JDK-7014261 : G1: RSet-related failures
  • Type: Bug
  • Component: hotspot
  • Sub-Component: gc
  • Affected Version: hs20
  • Priority: P2
  • Status: Closed
  • Resolution: Fixed
  • OS: generic
  • CPU: generic
  • Submitted: 2011-01-24
  • Updated: 2013-09-18
  • Resolved: 2011-03-07
The Version table provides details related to the release that this issue/RFE will be addressed.

Unresolved : Release in which this issue/RFE will be addressed.
Resolved: Release in which this issue/RFE has been resolved.
Fixed : Release in which this issue/RFE has been fixed. The release containing this fix may be available for download as an Early Access Release or a General Availability Release.

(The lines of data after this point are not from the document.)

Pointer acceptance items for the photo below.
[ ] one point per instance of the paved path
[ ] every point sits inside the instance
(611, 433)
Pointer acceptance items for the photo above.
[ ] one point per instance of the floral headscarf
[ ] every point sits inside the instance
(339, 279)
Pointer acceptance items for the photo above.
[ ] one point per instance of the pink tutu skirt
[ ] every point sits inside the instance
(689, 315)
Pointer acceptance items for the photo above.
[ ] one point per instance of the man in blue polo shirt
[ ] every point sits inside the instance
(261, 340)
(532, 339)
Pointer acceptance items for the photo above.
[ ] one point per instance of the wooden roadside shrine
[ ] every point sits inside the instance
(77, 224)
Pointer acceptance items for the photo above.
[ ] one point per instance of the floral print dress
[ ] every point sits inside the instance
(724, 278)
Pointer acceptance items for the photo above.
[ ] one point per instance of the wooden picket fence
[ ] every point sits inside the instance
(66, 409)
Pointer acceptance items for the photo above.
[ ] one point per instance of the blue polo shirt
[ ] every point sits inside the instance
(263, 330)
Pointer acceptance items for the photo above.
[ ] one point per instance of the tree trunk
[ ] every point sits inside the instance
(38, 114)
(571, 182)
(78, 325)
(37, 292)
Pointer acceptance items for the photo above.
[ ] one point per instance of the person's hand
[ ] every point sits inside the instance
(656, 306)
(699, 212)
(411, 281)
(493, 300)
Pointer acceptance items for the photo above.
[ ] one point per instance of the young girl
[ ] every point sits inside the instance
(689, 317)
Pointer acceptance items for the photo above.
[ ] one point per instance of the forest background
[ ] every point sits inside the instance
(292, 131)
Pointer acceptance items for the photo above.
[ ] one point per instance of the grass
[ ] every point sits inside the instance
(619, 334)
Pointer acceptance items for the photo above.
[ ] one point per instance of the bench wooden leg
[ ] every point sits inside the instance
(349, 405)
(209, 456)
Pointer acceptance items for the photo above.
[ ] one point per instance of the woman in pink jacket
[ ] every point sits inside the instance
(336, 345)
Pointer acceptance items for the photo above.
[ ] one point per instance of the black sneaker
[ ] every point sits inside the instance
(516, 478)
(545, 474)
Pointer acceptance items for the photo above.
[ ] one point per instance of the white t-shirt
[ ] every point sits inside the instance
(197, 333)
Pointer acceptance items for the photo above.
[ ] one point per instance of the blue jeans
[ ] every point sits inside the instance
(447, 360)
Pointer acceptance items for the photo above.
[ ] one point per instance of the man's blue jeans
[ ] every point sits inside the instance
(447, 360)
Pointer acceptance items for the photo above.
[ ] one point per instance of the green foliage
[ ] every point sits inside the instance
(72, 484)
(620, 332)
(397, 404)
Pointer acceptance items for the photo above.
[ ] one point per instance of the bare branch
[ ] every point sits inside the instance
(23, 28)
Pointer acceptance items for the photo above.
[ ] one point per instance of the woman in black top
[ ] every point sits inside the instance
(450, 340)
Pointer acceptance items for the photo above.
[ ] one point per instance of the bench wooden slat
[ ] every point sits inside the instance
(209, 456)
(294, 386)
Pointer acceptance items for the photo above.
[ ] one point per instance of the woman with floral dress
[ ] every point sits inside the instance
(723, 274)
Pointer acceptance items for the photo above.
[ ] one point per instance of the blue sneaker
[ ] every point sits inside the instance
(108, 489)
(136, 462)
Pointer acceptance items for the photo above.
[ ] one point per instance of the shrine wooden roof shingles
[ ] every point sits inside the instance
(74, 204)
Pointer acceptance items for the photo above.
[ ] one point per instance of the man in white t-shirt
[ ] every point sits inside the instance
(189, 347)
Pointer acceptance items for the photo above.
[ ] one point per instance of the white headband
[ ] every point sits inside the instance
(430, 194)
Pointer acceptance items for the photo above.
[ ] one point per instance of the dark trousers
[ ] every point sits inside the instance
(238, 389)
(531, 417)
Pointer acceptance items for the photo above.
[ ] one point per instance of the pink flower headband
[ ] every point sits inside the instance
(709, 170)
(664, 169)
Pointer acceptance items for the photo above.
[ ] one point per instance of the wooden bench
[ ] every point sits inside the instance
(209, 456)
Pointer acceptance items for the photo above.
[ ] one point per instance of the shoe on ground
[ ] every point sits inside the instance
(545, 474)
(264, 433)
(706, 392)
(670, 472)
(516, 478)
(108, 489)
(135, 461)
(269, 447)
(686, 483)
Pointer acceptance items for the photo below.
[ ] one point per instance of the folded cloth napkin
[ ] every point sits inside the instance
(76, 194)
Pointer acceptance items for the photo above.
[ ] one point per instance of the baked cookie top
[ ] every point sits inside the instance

To download the current JDK release, click here.
JDK 6 JDK 7 Other
6u25Fixed 7Fixed hs20Fixed
Related Reports
Relates :  
Description
Since the push of 6977804: G1: remove the zero-filling thread we are seeing intermittent JPRT failures with GCBasher / G1, mainly with product builds. The failure usually complains about a double free, like this one:

*** glibc detected ***
> >>>>> /tmp/jprt/P2/T/111410.et151817/testproduct/linux_x64_2.4-product/bin/java:
> >>>>>
> >>>>> double free or corruption (!prev): 0x00007f59c8524ce0 ***

I also saw (once) a failure in fastdebug complaining about an apparent inconsistency in the RSets:

#  Internal Error (/tmp/jprt/P3/B/164311.ap31282/source/src/share/vm/gc_implementation/g1/sparsePRT.cpp:172),
  pid=20790, tid=1083717968
#  guarantee(_entries != NULL) failed: INV

Comments
EVALUATION http://hg.openjdk.java.net/hsx/hsx20/baseline/rev/4e66274b6bb3
09-02-2011

EVALUATION http://hg.openjdk.java.net/jdk7/hotspot-gc/hotspot/rev/97ba643ea3ed
26-01-2011

SUGGESTED FIX The fix is to purge the expanded list from entries that correspond to regions that are being cleaned up (those will just be dealt with by the concurrent cleanup process). The way I chose to implement it is to actually null the expanded list at the beginning of cleanup and recreate it during cleanup, ignoring regions that were freed. Each cleanup thread creates a local expanded "sublist" (so that no locks / atomics are needed while creating those) and all the sublists are merged right at the end.
25-01-2011

EVALUATION We know what the race is: A heap region's RSet comprises several tables including a "sparse" table. Sparse tables have two RSHashTables: cur and next. Those two usually point to the same physical table. When we want to expand a sparse table we create a new next RSHashTable, which is larger than the old cur, and we copy the contents from cur into next. For a while the sparse table has two RSHashTables: next where new entries are added, cur which is used for iterations. (Note: when we add new entries to an RSet during a pause we generally have the make sure we scan those specially; so we only need to iterate over cur while scanning the RSet and we can safely ignore next.) Expanded sparse tables are added on a list (the "expanded list") so that we process them before we iterate over the RSets at the beginning of a pause. "Processing" them involves freeing the old cur and replacing it with next. The race is as follows: We reclaim several regions during cleanup that have expanded sparse tables and those tables are on the expanded list. Those regions are added on the cleanup list. Thread 1: the concurrent cleanup start processing the cleanup list and clears the RSet of every region on it, including its sparse table. Thread 2: the VM thread that's processing the expanded list; it frees up the old cur RSHashTable of each sparse table and replaces it with next. Given that the concurrent cleanup operation can now work through a pause, Threads 1 and 2 can now race and reach the same sparse table. This can result in the two failures we're seeing: - one deleting the cur entry first, while another trying to delete it and finding that it's already been deleted (that's the guarantee, the destructor is the only place where _entries is set to NULL) - both threads trying to delete the same entry, which explains the double-free. The race happens due to the increased concurrency that was introduced by 6977804. Before, the concurrent cleanup operation and a pause were mutually exclusive, which is why we never hit the issue.
24-01-2011